MicroFab is currently formulating a project to adapt this high density, multichannel print head technology to DNA and other diagnostic array fabrication applications. The initial configuration will have sixteen distinct fluid inputs, each feeding a single dispensing channel in a line array less than one inch long. Developments in this area will eventually produce a multiple fluid microdispensing capability that will have extremely high throughput capabilities and real time volume modulation capabilities.

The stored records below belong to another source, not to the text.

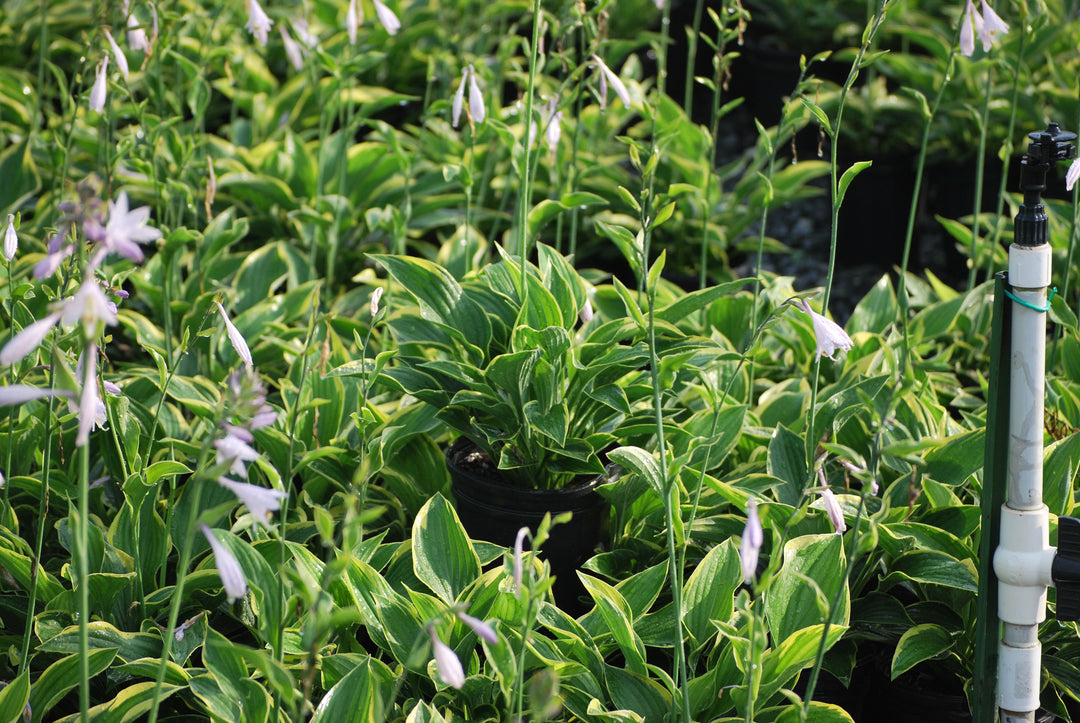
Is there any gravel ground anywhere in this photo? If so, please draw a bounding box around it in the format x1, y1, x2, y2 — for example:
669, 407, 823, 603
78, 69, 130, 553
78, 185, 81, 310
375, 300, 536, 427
718, 104, 966, 322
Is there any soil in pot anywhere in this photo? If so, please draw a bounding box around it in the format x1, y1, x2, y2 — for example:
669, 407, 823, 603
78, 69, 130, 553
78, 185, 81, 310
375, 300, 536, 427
446, 440, 610, 616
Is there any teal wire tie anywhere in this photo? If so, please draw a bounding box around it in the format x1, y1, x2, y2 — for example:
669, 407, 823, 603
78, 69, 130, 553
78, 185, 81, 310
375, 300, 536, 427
1005, 286, 1057, 313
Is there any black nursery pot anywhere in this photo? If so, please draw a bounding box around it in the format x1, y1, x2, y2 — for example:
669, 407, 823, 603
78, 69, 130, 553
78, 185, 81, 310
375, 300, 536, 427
446, 440, 610, 615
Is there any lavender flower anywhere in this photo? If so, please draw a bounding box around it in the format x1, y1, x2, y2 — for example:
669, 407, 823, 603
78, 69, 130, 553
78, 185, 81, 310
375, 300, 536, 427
374, 0, 402, 35
214, 302, 254, 370
428, 627, 465, 691
33, 226, 75, 279
105, 29, 127, 80
469, 65, 487, 123
821, 487, 848, 535
739, 497, 765, 585
244, 0, 273, 48
217, 475, 288, 527
82, 191, 161, 268
0, 278, 117, 364
87, 53, 109, 113
278, 26, 303, 70
818, 467, 848, 535
978, 0, 1009, 53
593, 55, 631, 109
3, 214, 18, 262
514, 527, 529, 598
799, 298, 854, 359
0, 384, 73, 406
75, 344, 105, 446
345, 0, 363, 45
578, 296, 594, 324
199, 524, 247, 603
368, 286, 384, 319
214, 425, 259, 480
450, 65, 487, 128
124, 5, 153, 53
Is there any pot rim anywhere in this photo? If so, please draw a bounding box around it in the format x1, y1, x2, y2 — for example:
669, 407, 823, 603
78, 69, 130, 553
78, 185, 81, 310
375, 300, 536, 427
443, 437, 619, 501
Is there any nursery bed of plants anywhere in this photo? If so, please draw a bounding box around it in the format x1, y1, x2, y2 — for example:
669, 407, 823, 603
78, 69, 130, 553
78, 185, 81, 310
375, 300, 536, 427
0, 0, 1080, 723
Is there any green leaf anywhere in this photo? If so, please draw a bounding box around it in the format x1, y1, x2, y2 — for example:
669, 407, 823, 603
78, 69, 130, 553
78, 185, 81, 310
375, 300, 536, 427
892, 622, 953, 680
604, 666, 672, 721
0, 668, 30, 721
923, 429, 986, 487
683, 538, 742, 645
58, 683, 180, 723
373, 255, 491, 350
654, 279, 750, 324
524, 400, 569, 445
38, 620, 161, 662
28, 647, 117, 723
413, 493, 481, 605
757, 625, 847, 700
799, 95, 833, 138
527, 199, 566, 239
311, 658, 394, 723
578, 573, 646, 675
766, 425, 808, 506
880, 550, 978, 593
775, 700, 854, 723
847, 273, 897, 334
405, 700, 450, 723
836, 161, 874, 204
0, 535, 64, 600
608, 446, 666, 499
652, 201, 675, 228
765, 534, 850, 645
0, 135, 41, 216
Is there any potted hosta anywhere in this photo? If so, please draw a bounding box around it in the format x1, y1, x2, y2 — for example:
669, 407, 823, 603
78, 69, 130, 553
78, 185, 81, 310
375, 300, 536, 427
375, 245, 707, 604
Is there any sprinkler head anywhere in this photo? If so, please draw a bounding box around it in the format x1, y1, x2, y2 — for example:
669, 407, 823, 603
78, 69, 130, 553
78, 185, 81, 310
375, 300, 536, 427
1013, 123, 1077, 246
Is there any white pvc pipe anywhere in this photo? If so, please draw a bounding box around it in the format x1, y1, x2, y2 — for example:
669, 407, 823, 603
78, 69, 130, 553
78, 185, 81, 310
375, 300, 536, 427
994, 244, 1054, 723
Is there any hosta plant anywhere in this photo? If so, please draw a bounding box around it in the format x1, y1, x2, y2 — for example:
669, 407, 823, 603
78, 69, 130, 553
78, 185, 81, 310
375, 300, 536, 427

Drug screening tests using multichannel printheads could be extremely rapid. With reagent dead volumes of only a few µl, and a capacity of 100's of separately-dispensed fluids in a few (single?) dispenser heads, a multichannel bioprinter could dispense all of the concentration X drug samples for a 10-level receptor-binding assay for hundreds of different candidate drugs in just a few seconds. Combined with optical detection of binding results (14), such a system could screen large numbers of candidate molecules for biological activity with unprecedented speed and efficiency.